2012-07-17

『籠の中の乙女』クロスレビュー:この子供たちはどこへ行くのか このエントリーを含むはてなブックマーク 

 この映画を見終わった後、まるで知らない場所に放り出されたような不安な気持ちになった。いったい、この子供たちははどこへ行こうとしているのか、家族はどうなるのか。
 子供を守るために外の社会と遮断するのは、シャマラン監督の「ヴィレッジ」のようでもあり、悪意のある行動はハネケ監督の作品にも似ている。
ありえないような虚構の設定ではあるが、危険な単語は全く別の意味を与えらたり、門の外は危険と教え込まれて外界に出てはいけない、とすり込まれるのは現実社会でもあり得ることで、比喩的にみると笑ってばかりはいられない。

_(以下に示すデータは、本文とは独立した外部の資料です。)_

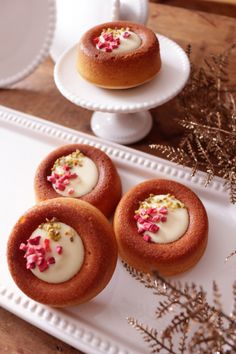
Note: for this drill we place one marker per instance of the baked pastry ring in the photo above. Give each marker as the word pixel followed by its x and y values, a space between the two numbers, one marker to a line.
pixel 108 67
pixel 104 193
pixel 99 257
pixel 167 258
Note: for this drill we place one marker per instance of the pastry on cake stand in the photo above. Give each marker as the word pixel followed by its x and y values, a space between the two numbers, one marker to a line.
pixel 122 115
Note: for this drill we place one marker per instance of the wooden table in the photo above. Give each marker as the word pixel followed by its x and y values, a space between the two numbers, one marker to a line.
pixel 39 96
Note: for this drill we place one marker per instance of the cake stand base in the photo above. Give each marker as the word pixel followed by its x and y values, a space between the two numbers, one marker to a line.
pixel 122 128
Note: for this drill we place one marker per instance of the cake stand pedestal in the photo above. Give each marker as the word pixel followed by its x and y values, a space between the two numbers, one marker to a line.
pixel 121 128
pixel 122 115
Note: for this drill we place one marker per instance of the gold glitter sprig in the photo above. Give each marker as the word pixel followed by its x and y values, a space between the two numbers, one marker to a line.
pixel 207 111
pixel 52 227
pixel 194 326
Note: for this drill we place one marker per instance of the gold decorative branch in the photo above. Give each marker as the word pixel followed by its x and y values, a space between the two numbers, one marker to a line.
pixel 208 117
pixel 194 326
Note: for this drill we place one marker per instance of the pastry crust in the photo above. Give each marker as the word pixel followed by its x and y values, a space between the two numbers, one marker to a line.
pixel 105 195
pixel 119 70
pixel 99 244
pixel 170 258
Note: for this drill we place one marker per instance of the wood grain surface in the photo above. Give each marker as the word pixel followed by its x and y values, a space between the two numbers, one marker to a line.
pixel 38 95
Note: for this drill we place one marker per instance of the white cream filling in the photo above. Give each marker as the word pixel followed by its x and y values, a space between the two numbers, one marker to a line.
pixel 68 263
pixel 175 225
pixel 126 44
pixel 86 180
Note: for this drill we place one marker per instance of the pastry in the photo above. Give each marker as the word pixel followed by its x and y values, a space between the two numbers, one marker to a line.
pixel 118 55
pixel 62 252
pixel 79 171
pixel 161 225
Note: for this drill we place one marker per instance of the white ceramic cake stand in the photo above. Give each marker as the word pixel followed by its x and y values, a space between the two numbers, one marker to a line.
pixel 121 115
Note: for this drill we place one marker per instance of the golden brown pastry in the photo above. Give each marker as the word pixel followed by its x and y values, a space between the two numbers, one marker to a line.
pixel 62 252
pixel 119 55
pixel 161 225
pixel 79 171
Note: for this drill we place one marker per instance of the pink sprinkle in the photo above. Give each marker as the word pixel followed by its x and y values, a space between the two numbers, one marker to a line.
pixel 142 212
pixel 71 191
pixel 73 175
pixel 51 179
pixel 30 250
pixel 32 258
pixel 40 250
pixel 34 241
pixel 47 245
pixel 23 247
pixel 51 260
pixel 153 228
pixel 141 220
pixel 151 211
pixel 40 261
pixel 66 182
pixel 30 265
pixel 59 249
pixel 100 45
pixel 147 238
pixel 96 40
pixel 43 266
pixel 140 229
pixel 163 210
pixel 156 218
pixel 60 186
pixel 147 226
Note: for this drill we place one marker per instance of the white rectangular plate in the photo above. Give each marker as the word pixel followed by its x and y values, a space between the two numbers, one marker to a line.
pixel 100 326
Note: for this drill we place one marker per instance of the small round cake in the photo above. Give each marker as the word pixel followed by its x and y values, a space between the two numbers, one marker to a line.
pixel 161 225
pixel 79 171
pixel 118 55
pixel 62 252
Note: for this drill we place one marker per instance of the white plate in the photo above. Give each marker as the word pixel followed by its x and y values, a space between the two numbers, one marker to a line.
pixel 168 83
pixel 74 17
pixel 26 32
pixel 100 326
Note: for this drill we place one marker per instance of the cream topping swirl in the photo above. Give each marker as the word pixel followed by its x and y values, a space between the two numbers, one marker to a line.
pixel 118 40
pixel 74 175
pixel 54 252
pixel 162 219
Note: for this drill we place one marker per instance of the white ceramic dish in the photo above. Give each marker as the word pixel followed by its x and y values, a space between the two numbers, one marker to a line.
pixel 134 10
pixel 26 32
pixel 75 17
pixel 100 326
pixel 168 83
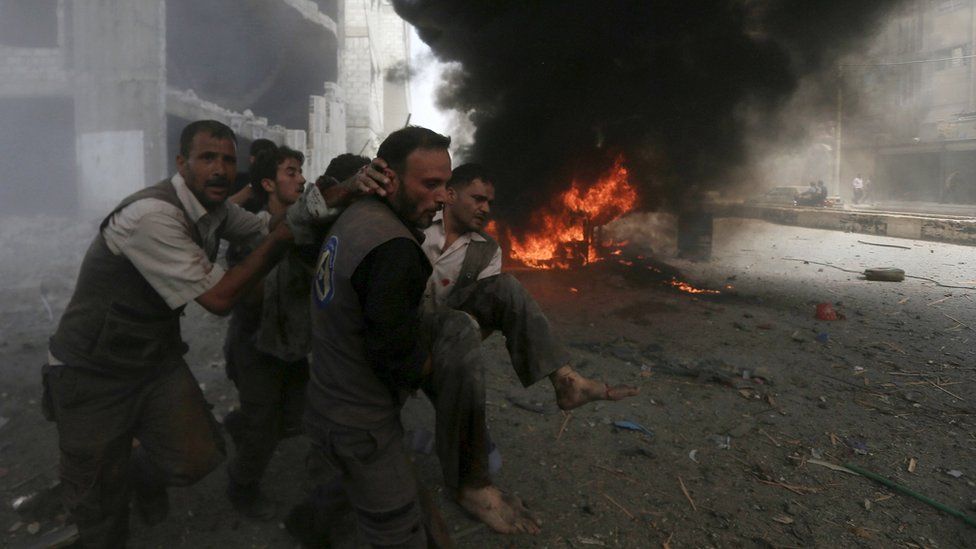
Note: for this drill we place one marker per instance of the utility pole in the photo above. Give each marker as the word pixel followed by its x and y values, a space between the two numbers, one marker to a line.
pixel 838 131
pixel 972 47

また倫理観はないのか、両親は共犯者となり、嘘をつき、息子のために娘を差し出す。
 そして、家を出られるのは、原題になっている”犬歯”が抜けた時という。子供たちは純粋に信じ、その純粋さが凶器となり、あらぬ方向へ進んでいく。あまりにもシュールな世界でとても一言では言い表せないが、次の作品はどんなものになるのか、期待もしてしまう。